Create a virtual paint app using MediaPipe

MediaPipe is a framework developed by Google to facilitate developers with pre-built and customizable AI solutions. It enables the developers to create applications that require real-time observation of video or audio data by providing open-source pre-trained models.

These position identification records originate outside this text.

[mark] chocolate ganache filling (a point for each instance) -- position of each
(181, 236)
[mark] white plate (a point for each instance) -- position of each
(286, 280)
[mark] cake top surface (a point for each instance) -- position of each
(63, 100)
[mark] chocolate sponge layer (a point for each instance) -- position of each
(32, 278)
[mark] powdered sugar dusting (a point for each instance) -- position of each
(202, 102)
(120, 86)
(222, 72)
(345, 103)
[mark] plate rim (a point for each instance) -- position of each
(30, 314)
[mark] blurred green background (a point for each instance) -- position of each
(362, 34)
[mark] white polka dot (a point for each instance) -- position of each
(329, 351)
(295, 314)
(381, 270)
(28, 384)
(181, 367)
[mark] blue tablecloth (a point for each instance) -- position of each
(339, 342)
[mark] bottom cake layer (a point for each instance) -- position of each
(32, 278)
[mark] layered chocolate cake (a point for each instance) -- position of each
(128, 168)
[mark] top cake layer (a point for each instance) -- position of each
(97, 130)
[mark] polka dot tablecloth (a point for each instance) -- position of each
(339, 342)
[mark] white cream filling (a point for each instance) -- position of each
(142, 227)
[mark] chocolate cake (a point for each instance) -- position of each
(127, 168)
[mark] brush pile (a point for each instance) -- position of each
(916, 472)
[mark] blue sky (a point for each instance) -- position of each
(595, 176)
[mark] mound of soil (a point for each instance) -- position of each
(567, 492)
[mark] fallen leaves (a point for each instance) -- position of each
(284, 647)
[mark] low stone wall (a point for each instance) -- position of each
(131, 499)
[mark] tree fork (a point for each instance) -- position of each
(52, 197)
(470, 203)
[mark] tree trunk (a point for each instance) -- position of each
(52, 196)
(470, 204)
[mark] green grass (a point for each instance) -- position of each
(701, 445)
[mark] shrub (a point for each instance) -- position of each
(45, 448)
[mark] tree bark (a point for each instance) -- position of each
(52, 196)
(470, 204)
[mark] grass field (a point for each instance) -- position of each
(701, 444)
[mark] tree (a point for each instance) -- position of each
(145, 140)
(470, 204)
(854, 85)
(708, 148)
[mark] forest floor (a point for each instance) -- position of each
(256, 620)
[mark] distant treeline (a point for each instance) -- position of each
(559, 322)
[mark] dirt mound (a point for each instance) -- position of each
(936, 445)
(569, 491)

What is a virtual paint app?

It is a painting application that allows the user to create attractive visuals or doodles through their finger gestures without the need for a physical medium to write on or write with. It is specially designed for people who enjoy painting as a hobby or a quick escape from their routine. The canvas is reusable; the user can clear the screen and use it again for a different visual which saves storage.

Color palette

Color palette is a set of color options provided to choose the brush shade according to the user's preference. We can provide multiple color shades; for now, we have given three colors as options: blue, pink, and yellow. There is an eraser as well that helps the user to erase the strokes that are not required.

The color pallete.
The color pallete.

The purpose of providing a color palette along with an eraser is to give users a sense of control and liberty to be creative with their drawings.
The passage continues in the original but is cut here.